Code for FreeNeRF: Improving Few-shot Neural Rendering with Free Frequency Regularization

Implementation in 100 lines of Python ยท FreeNeRF
View on GitHub โ†’
Abstract (original paper)

Novel view synthesis with sparse inputs is a challenging problem for neural radiance fields (NeRF). Recent efforts alleviate this challenge by introducing external supervision, such as pre-trained models and extra depth signals, and by non-trivial patch-based rendering. In this paper, we present Frequency regularized NeRF (FreeNeRF), a surprisingly simple baseline that outperforms previous methods with minimal modifications to the plain NeRF. We analyze the key challenges in few-shot neural rendering and find that frequency plays an important role in NeRF's training. Based on the analysis, we propose two regularization terms. One is to regularize the frequency range of NeRF's inputs, while the other is to penalize the near-camera density fields. Both techniques are ``free lunches'' at no additional computational cost. We demonstrate that even with one line of code change, the original NeRF can achieve similar performance as other complicated methods in the few-shot setting. FreeNeRF achieves state-of-the-art performance across diverse datasets, including Blender, DTU, and LLFF. We hope this simple baseline will motivate a rethinking of the fundamental role of frequency in NeRF's training under the low-data regime and beyond.
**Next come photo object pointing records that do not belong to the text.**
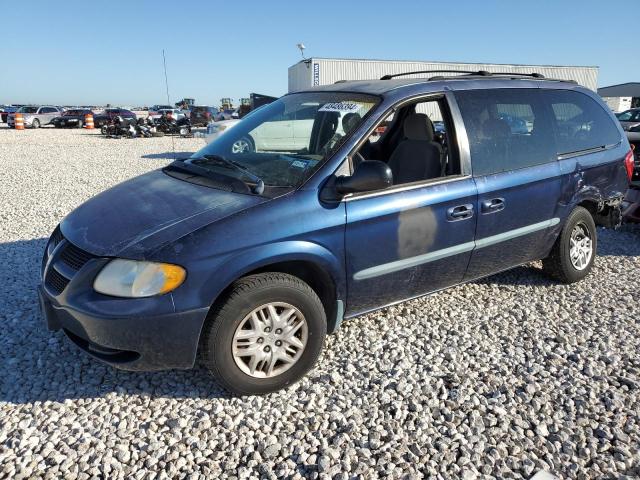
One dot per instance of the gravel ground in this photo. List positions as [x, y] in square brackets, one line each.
[499, 378]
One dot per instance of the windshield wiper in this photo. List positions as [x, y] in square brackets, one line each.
[259, 183]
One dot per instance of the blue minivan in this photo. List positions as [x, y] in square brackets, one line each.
[249, 252]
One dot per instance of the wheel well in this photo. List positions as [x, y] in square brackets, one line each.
[313, 275]
[591, 206]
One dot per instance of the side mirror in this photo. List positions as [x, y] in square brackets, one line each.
[368, 175]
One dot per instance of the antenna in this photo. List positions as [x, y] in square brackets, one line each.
[301, 47]
[166, 84]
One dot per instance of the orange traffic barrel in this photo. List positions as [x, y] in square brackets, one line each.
[88, 121]
[19, 121]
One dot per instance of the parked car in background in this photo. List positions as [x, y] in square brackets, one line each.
[176, 113]
[154, 109]
[109, 114]
[73, 117]
[34, 116]
[201, 115]
[629, 118]
[226, 114]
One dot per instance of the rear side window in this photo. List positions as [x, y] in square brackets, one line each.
[581, 123]
[508, 129]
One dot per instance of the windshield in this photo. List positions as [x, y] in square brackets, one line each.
[284, 142]
[624, 116]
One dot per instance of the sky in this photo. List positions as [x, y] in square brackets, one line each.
[78, 52]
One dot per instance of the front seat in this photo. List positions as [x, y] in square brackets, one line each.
[417, 157]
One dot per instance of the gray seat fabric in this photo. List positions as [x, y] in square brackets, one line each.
[417, 157]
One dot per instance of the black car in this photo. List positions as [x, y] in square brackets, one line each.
[72, 118]
[202, 114]
[111, 113]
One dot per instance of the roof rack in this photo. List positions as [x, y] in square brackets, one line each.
[389, 77]
[477, 74]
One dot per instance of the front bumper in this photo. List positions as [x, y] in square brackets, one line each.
[68, 122]
[132, 341]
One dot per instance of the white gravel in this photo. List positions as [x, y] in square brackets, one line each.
[495, 379]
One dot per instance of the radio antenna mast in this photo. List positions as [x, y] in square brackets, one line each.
[166, 84]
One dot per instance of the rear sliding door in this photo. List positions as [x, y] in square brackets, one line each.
[516, 172]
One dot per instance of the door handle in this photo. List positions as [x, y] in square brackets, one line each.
[460, 212]
[493, 205]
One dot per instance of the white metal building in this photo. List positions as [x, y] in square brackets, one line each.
[621, 97]
[323, 71]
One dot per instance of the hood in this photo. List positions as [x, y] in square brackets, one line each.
[136, 217]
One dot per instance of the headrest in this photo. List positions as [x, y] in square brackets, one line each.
[418, 126]
[495, 128]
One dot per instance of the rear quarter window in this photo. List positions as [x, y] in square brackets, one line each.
[581, 123]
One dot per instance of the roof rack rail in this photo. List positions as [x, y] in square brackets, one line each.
[390, 76]
[478, 73]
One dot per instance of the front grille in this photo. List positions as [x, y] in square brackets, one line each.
[71, 256]
[55, 282]
[74, 257]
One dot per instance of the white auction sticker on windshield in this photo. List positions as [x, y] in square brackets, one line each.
[342, 107]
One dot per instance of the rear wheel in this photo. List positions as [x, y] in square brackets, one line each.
[573, 254]
[265, 335]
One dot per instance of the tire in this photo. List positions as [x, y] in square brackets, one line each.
[243, 145]
[560, 264]
[256, 292]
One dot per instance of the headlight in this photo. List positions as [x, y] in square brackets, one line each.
[133, 279]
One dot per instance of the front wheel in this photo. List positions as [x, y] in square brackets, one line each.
[574, 252]
[266, 334]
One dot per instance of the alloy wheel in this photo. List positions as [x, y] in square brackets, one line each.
[580, 246]
[270, 340]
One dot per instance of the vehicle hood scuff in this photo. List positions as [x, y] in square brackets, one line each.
[137, 216]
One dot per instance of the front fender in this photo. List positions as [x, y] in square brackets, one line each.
[238, 265]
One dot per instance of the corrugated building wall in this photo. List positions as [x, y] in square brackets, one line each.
[324, 71]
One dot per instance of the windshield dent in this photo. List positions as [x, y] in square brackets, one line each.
[286, 141]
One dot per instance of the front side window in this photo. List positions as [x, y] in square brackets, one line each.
[581, 123]
[285, 142]
[508, 129]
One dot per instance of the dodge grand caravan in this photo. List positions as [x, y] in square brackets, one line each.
[247, 257]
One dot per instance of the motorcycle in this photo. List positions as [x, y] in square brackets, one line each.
[169, 125]
[145, 127]
[119, 127]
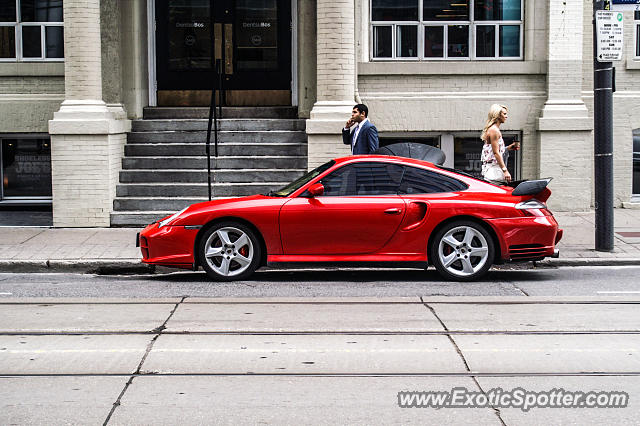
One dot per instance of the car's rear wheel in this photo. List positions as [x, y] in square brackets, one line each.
[462, 251]
[229, 251]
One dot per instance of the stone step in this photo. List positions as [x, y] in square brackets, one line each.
[224, 149]
[196, 189]
[279, 136]
[155, 204]
[227, 112]
[200, 163]
[218, 175]
[223, 125]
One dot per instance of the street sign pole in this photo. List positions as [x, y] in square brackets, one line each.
[603, 139]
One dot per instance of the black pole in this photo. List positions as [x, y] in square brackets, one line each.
[215, 122]
[212, 102]
[603, 142]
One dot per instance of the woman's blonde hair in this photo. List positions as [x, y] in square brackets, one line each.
[492, 118]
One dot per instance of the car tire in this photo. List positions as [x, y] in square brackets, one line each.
[229, 251]
[462, 251]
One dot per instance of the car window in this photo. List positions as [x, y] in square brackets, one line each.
[363, 179]
[421, 181]
[301, 181]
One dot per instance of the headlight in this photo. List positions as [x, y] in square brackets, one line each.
[531, 204]
[171, 218]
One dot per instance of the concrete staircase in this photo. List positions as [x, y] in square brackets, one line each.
[165, 163]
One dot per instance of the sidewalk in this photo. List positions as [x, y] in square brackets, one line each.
[113, 250]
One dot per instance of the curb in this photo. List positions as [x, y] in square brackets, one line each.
[136, 267]
[590, 261]
[99, 267]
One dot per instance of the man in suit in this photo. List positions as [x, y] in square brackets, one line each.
[360, 133]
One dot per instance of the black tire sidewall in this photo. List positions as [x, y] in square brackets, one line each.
[435, 259]
[257, 251]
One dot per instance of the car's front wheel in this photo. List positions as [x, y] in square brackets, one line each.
[229, 251]
[462, 251]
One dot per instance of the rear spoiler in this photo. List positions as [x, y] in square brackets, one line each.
[536, 187]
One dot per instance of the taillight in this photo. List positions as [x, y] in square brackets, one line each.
[533, 207]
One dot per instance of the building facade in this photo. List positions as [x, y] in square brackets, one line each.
[74, 74]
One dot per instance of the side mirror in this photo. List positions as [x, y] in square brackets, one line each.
[316, 190]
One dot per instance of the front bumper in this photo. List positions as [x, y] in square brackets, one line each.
[171, 246]
[527, 238]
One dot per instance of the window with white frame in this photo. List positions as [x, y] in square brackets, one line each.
[446, 29]
[31, 30]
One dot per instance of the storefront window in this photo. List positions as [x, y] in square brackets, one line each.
[26, 168]
[31, 30]
[447, 29]
[636, 163]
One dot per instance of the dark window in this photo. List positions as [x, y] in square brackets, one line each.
[445, 10]
[31, 42]
[363, 179]
[407, 41]
[636, 162]
[26, 168]
[433, 42]
[458, 41]
[7, 10]
[420, 181]
[54, 39]
[509, 41]
[394, 10]
[7, 42]
[41, 10]
[497, 10]
[382, 44]
[485, 41]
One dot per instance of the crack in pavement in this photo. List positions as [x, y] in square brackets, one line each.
[159, 331]
[464, 360]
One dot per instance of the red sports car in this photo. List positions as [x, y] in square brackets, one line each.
[362, 209]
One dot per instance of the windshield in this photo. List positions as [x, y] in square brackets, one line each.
[301, 181]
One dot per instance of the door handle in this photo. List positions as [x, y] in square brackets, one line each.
[393, 211]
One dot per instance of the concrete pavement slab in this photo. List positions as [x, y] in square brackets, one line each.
[539, 317]
[565, 416]
[57, 400]
[87, 300]
[288, 400]
[14, 236]
[72, 354]
[518, 300]
[309, 300]
[303, 318]
[302, 354]
[83, 318]
[550, 353]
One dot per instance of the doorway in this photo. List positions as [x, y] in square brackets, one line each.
[245, 53]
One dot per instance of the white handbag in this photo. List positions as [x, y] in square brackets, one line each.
[494, 173]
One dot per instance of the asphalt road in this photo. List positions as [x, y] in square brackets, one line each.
[509, 281]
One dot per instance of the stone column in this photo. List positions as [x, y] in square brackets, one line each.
[565, 126]
[335, 80]
[87, 137]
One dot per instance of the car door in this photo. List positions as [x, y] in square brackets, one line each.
[357, 214]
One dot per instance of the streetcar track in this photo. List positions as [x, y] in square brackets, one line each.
[320, 333]
[252, 374]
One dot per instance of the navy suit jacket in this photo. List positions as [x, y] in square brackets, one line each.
[367, 141]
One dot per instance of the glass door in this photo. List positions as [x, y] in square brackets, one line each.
[250, 40]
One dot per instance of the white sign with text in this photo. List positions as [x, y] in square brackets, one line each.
[609, 27]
Source: FreeNeRF: Improving Few-shot Neural Rendering with Free Frequency Regularization (2023-03-13). See: paper link.

Code

FreeNeRF in 100 lines (Python)

import torch
import numpy as np
from tqdm import tqdm
import torch.nn as nn
import matplotlib.pyplot as plt


@torch.no_grad()
def test(hn, hf, dataset, step, chunk_size=10, img_index=0, nb_bins=192, H=400, W=400):
    ray_origins = dataset[img_index * H * W: (img_index + 1) * H * W, :3]
    ray_directions = dataset[img_index * H * W: (img_index + 1) * H * W, 3:6]

    data = []
    for i in range(int(np.ceil(H / chunk_size))):
        ray_origins_ = ray_origins[i * W * chunk_size: (i + 1) * W * chunk_size].to(device)
        ray_directions_ = ray_directions[i * W * chunk_size: (i + 1) * W * chunk_size].to(device)
        regenerated_px_values = render_rays(model, ray_origins_, ray_directions_, step, hn=hn, hf=hf, nb_bins=nb_bins)
        data.append(regenerated_px_values)
    img = torch.cat(data).data.cpu().numpy().reshape(H, W, 3)

    plt.figure()
    plt.imshow(img)
    plt.savefig(f'novel_views/img_{img_index}_v1.png', bbox_inches='tight')
    plt.close()


class NerfModel(nn.Module):
    def __init__(self, embedding_dim_pos=16, embedding_dim_direction=4, hidden_dim=128, T=40_000):
        super(NerfModel, self).__init__()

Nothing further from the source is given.